Why do we see the above performance? To find out, I made some simple test functions to inspect their bytecode:
private function bitwiseBoolean(val:Boolean, bool:Boolean): void { bool = Boolean(int(val) & int(val)); } private function logicalBoolean(val:Boolean, bool:Boolean): void { bool = val && val; }
Here’s the bytecode you get for these: (with annotations by me)
// bitwiseLogical getlocal1 // get val (first operand) convert_b // convert val to a Boolean dup // duplicate val iffalse L1 // if Boolean(val) is false, go to block L1 pop // pop val off stack getlocal1 // get val (second operand) convert_b // convert val to a Boolean L1: convert_b // convert val to a Boolean (again) setlocal2 // set Boolean(val) to the bool parameter // bitwiseBoolean findpropstrict Boolean // get the top-level Boolean function findpropstrict int // get the top-level int function getlocal1 // get val (first operand) callproperty int (1) // call int(val) [first operand] findpropstrict int // get the top-level int function getlocal1 // get val (second operand) callproperty int (1) // call int(val) [second operand] bitand // int(val) & int(val) callproperty Boolean (1) // call Boolean(int(val) & int(val)) convert_b // convert the result to a Boolean setlocal2 // set the result to the bool parameter
The key difference is that the bitwise operator version does not jump to any blocks. Essentially, the logical operator version is doing an if
check for every operator but the bitwise operator version is simply doing bitwise arithmetic.
In conclusion, if you’re using more than one logical operator per statement in performance-critical code (e.g. looping over a large game map or 3D meshes), you may want to switch some of these statements to using bitwise operators. You could see a 7x performance increase!
Any other tips for speeding up logic in AS3? Let’s discuss it in the comments!
#1 by skyboy on August 1st, 2011 ·
Interestingly, it looks like there is some level of optimization going on for Booleans in the conditionals, for up to 5 variables, and looking at the interpreter’s source, there’s a clear reason why: up to 5 variables can be retrieved at once, but I’m shocked that this optimization isn’t applied as soon as you have a run of more than 5. I thought that trend would have been applied as a sort of modulo for more than 5.

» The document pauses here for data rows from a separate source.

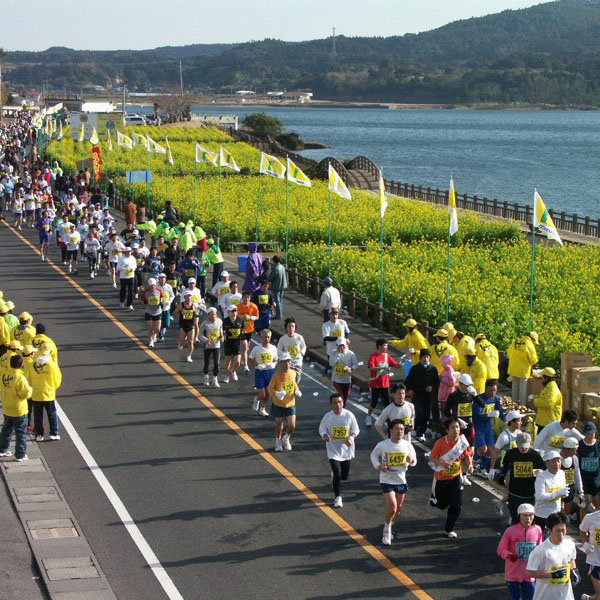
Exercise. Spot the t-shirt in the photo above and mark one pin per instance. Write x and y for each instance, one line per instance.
(266, 358)
(398, 458)
(339, 428)
(552, 557)
(591, 526)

However, the null/notnull tests should show better performance if you include Boolean comparisons (i.e,
!= null
). There are what looks like some native code optimizations for Booleans.It would probably also be good to note that the comparisons don’t necessarily have to be all in one go, reducing the number of &/| in total in a loop/oft. called function will show similar speed ups, potentially greater than a lookup table, particularly for something like this:
Boolean(int(i == 0x2D) | int(i == 0x2E) | (int(i > 0x2F) & int(i < 0x3A)) | int(i == 0x2B));
.#2 by jackson on August 1st, 2011 ·
I too am pretty surprised at the “bend” in the graph. Why not keep applying the optimization for the next five operands?
I modified the performance test from the article to do 10x the iterations for the 1-operator version and 2x the iterations for the 5-operator version, so all tests are doing the same total number of operators. The performance advantages are still there, but watered down (perhaps due to overhead from loops, etc.). Here’s what I get on a 2.8 Ghz Xeon W3530 running Windows 7: (with 10x fewer iterations)

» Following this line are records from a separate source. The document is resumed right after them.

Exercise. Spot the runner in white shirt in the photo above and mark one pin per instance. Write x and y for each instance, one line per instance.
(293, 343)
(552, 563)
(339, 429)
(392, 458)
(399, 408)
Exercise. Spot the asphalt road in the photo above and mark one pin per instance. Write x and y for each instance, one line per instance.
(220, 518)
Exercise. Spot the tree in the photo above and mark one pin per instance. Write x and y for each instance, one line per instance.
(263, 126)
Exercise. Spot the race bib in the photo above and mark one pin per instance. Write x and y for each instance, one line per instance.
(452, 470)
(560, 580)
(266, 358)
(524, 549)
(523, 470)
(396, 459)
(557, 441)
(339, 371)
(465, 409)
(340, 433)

#3 by skyboy on August 1st, 2011 ·
I upped it so each test has the same number of operations per loop, and found this:
I also moved it off into its own method that’s run on a click, resetting the field to “” on each click.

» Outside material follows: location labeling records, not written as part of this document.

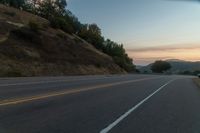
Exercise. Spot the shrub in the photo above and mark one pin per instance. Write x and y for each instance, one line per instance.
(34, 26)
(12, 14)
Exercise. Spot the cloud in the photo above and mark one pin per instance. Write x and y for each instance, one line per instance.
(150, 54)
(165, 48)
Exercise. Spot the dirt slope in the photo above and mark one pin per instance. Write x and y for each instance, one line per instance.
(25, 52)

From this, it looks like the code in constructors (potentially limited to static class initializers ($cinit) and the document class initializer) is not optimized, and that the multi-varaible optimization is applied in other functions (5/10 tests being so similar) and that Booleans are handled faster than non-Booleans. int/uint may be handled similarly fast, based on the operator speed test from a while back.
Even an explicit Boolean conversion / ! operator would be faster for non-Booleans from what I’m seeing, with some special-case optimization for single tests. Bitops being a flat line across all tests due to the lack of branching. Going on this, it would be better to maintain a sorted Array / Vector with null objects / exceptions moved out of the way of the common case, and handled in a separate loop so that additional branch isn’t in the way, and if there are no branches, the loop can be unrolled (most often, probably no more than twice; maybe up to 8) to reap sometimes massive benefits. Especially on older hardware.
#4 by skyboy on August 1st, 2011 ·
I just added != null tests to the null/not null tests, and it had zero effect. Odd. Maybe it’s only for Boolean variables..?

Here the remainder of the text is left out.